- Genre: Documentary
- Presented by: Sir Patrick Moore Chris Lintott Lucie Green Dame Maggie Aderin-Pocock Pete Lawrence Dr George Dransfield
- Theme music composer: Jean Sibelius
- Opening theme: "At the Castle Gate"
- Ending theme: "At the Castle Gate"
- Country of origin: United Kingdom
- Original language: English
- No. of episodes: 825

Production
- Running time: 30 minutes
- Production companies: BBC Birmingham (until 2013) BBC Science (2014–2015) BBC Studios Science Unit (2015–present)

Original release
- Network: BBC One (1957–2013) BBC Four (2014–present)
- Release: 24 April 1957 – present

= The Sky at Night =

British TV science programme (since 1957)

The Sky at Night is a documentary television programme on astronomy produced by the BBC. The show had the same permanent presenter, Sir Patrick Moore, from its first monthly broadcast on 24 April 1957 until 7 January 2013. The latter date was a posthumous broadcast, following Moore's death on 9 December 2012. This made it the longest-running programme with the same presenter in television history. Many early episodes are missing, either because the tapes were wiped or discarded, or because the episode was broadcast live and never recorded in the first place.

The programme was shown monthly up until 2023.

Beginning with the 3 February 2013 edition, the show was co-presented by Lucie Green and Chris Lintott. Since December 2013 Maggie Aderin has also been a presenter. In April 2023, Dr George Dransfield joined the show as a presenter.

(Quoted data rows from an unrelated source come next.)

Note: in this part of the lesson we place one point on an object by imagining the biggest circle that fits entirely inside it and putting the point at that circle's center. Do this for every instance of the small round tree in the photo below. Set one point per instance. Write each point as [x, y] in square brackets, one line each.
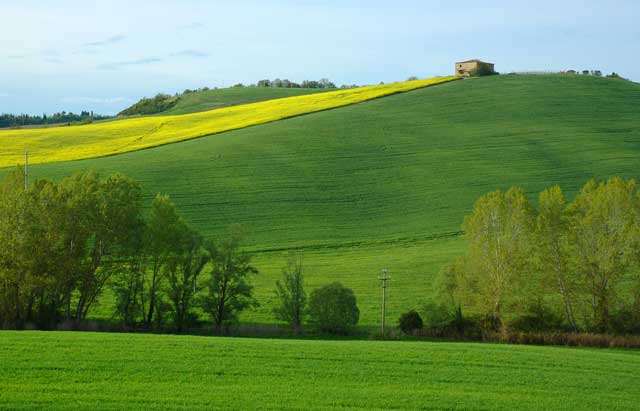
[333, 309]
[410, 322]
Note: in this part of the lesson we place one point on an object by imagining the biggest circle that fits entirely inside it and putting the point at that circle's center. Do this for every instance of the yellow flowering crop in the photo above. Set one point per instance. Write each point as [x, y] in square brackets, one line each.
[102, 139]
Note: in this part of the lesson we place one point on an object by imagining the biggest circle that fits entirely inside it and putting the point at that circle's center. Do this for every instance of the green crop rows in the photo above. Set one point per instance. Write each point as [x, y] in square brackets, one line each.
[386, 183]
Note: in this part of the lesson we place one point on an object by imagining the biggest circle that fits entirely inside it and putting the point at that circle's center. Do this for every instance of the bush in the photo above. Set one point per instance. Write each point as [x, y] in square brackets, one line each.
[333, 309]
[538, 318]
[445, 321]
[410, 322]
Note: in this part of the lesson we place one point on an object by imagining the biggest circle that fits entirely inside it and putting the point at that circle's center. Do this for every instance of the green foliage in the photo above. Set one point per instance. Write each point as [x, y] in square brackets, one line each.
[213, 99]
[397, 197]
[291, 294]
[18, 120]
[159, 103]
[333, 309]
[62, 243]
[410, 322]
[585, 254]
[159, 372]
[499, 236]
[183, 267]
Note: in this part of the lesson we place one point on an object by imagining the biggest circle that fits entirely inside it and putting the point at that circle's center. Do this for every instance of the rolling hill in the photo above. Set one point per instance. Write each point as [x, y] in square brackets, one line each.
[386, 183]
[79, 371]
[116, 137]
[226, 97]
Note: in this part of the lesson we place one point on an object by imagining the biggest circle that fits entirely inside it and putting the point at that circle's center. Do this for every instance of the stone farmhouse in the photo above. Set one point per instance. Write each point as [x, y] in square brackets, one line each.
[471, 67]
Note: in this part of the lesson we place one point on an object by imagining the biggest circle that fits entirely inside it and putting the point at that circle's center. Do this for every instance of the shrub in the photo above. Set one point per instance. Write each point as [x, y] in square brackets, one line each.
[538, 318]
[410, 322]
[333, 309]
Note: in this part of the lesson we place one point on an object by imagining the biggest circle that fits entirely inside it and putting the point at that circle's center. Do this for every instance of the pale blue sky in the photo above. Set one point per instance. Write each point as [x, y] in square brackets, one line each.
[74, 55]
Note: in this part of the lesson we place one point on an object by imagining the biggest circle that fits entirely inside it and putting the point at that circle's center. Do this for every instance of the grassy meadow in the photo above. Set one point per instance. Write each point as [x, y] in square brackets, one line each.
[115, 137]
[386, 183]
[79, 371]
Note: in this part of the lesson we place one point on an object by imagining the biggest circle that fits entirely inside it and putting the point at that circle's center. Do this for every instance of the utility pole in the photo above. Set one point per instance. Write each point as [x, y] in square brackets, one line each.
[384, 279]
[26, 171]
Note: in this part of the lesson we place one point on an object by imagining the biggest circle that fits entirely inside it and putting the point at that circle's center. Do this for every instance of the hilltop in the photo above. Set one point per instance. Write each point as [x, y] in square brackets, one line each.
[386, 183]
[131, 134]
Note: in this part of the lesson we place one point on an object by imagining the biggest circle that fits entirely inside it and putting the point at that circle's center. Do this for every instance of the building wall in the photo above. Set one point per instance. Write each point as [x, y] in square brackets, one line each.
[466, 68]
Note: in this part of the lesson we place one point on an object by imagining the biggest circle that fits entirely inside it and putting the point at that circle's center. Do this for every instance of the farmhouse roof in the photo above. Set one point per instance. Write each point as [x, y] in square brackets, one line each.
[471, 61]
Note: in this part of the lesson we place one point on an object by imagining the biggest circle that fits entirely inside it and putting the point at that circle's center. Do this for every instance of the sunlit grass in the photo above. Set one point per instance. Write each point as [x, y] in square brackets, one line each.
[89, 371]
[97, 140]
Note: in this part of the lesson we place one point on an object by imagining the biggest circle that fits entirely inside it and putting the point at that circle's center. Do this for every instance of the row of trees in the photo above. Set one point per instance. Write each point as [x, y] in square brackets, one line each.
[18, 120]
[63, 244]
[571, 266]
[285, 83]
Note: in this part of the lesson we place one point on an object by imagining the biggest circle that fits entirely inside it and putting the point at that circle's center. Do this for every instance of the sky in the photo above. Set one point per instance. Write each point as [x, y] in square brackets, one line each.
[104, 56]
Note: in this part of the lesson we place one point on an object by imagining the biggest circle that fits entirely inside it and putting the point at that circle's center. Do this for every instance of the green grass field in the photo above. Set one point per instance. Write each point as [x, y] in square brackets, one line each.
[80, 371]
[386, 183]
[227, 97]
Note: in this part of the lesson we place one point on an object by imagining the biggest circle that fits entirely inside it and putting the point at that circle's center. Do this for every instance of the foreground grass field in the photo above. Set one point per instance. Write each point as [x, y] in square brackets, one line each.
[79, 371]
[116, 137]
[386, 183]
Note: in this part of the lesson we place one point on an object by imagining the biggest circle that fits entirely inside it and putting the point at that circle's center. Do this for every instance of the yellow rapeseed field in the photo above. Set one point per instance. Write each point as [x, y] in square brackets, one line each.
[102, 139]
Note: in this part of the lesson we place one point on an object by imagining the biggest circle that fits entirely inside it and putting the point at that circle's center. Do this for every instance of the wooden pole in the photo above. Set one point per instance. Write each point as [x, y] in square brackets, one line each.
[26, 171]
[384, 279]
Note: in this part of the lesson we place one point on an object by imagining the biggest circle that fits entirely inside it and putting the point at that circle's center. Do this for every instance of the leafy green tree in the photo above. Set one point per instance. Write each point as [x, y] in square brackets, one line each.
[164, 231]
[229, 290]
[182, 270]
[333, 309]
[102, 216]
[498, 233]
[410, 322]
[604, 227]
[552, 253]
[14, 283]
[291, 294]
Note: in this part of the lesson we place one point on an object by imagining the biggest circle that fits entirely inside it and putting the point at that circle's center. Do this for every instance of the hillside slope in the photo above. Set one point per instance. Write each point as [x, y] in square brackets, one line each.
[226, 97]
[131, 134]
[387, 183]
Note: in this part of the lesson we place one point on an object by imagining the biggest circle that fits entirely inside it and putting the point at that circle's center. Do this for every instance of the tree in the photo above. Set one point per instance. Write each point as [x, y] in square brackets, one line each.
[410, 322]
[106, 214]
[182, 270]
[333, 309]
[162, 240]
[229, 290]
[604, 233]
[552, 252]
[498, 234]
[290, 292]
[14, 288]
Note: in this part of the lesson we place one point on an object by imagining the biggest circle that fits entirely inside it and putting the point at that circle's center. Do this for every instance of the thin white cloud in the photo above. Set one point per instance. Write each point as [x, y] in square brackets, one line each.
[189, 53]
[111, 40]
[120, 64]
[191, 26]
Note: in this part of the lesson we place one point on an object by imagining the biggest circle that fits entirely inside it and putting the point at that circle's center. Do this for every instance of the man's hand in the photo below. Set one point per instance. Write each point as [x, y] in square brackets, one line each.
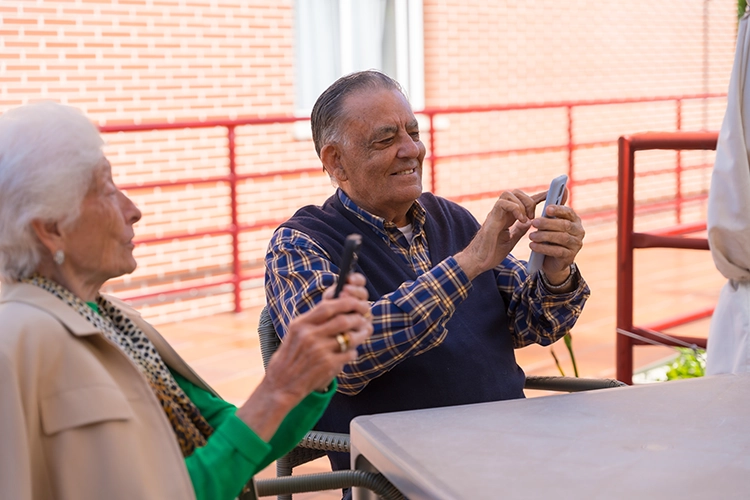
[560, 239]
[510, 218]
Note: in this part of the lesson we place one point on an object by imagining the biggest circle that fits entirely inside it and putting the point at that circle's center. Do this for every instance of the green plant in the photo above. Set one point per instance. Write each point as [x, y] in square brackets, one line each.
[569, 345]
[690, 363]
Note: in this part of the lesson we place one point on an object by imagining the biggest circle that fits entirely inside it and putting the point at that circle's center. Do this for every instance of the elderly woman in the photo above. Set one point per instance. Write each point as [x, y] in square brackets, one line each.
[94, 403]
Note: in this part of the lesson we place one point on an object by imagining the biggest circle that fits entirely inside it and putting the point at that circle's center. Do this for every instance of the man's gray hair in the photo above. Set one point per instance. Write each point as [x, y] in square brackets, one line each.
[48, 155]
[325, 119]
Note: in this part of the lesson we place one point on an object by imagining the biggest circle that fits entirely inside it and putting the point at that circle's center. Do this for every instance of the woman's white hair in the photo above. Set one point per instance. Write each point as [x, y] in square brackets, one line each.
[48, 155]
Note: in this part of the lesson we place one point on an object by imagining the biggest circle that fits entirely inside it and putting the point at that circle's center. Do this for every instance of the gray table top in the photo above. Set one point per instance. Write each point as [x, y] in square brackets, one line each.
[680, 439]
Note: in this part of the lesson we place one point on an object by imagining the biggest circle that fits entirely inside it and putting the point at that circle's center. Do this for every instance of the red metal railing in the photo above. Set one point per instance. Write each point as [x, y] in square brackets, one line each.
[628, 240]
[433, 160]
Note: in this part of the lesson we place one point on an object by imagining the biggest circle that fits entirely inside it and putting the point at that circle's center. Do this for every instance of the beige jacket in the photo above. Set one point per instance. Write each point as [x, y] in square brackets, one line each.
[77, 419]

Pete Lawrence has presented an observing section on the programme since 2004 as well as producing an online monthly star Guide on the BBC Sky at Night webpage.

The programme's opening and closing theme music is "At the Castle Gate", from the incidental music to Pelléas et Mélisande, written in 1905 by Jean Sibelius, performed by the Royal Philharmonic Orchestra and conducted by Sir Thomas Beecham.

==Content==
The programme covers a wide range of general astronomical and space-related topics. Topics include stellar life cycles, radio astronomy, artificial satellites, black holes, neutron stars and many others. The programme also covers events happening in the night sky at the time of broadcast, such as a bright comet or a meteor shower, and recent developments in space and astronomy, such as the Rosetta space mission and the detection of phosphine in Venus's atmosphere.

Explaining the show's enduring appeal, Moore said: "Astronomy's a fascinating subject. You look up... you can't help getting interested and it's there. We've tried to bring it to the people.. it's not me, it's the appeal of the subject."

==Presenters==

Sky at Night Presenters
| Years | Presenter |
|---|---|
| 24 April 1957 – 7 January 2013 | Sir Patrick Moore |
| 3 February 2013 – present | Lucie Green |
| 3 February 2013 – present | Chris Lintott |
| December 2013 – present | Dame Maggie Aderin |
| November 2004 – present | Pete Lawrence |
| April 2023 – present | George Dransfield |

==Notable guests==
Many of the world's leading astronomers have appeared on the show through the years, including Harlow Shapley (the first to measure the size of the Milky Way galaxy), Fred Hoyle, Carl Sagan, Jocelyn Bell Burnell, Samuel Tolansky, Harold Spencer Jones, Martin Ryle, Richard Ellis, Carlos Frenk and Bart Bok. Other guests have included Arthur C. Clarke, Astronomer Royal Sir Martin Rees, Arnold Wolfendale, Allan Chapman, Sir Bernard Lovell, Michael Bentine.
Many well-known astronauts have also appeared on the programme, such as Piers Sellers, Eugene Cernan, Buzz Aldrin and Neil Armstrong.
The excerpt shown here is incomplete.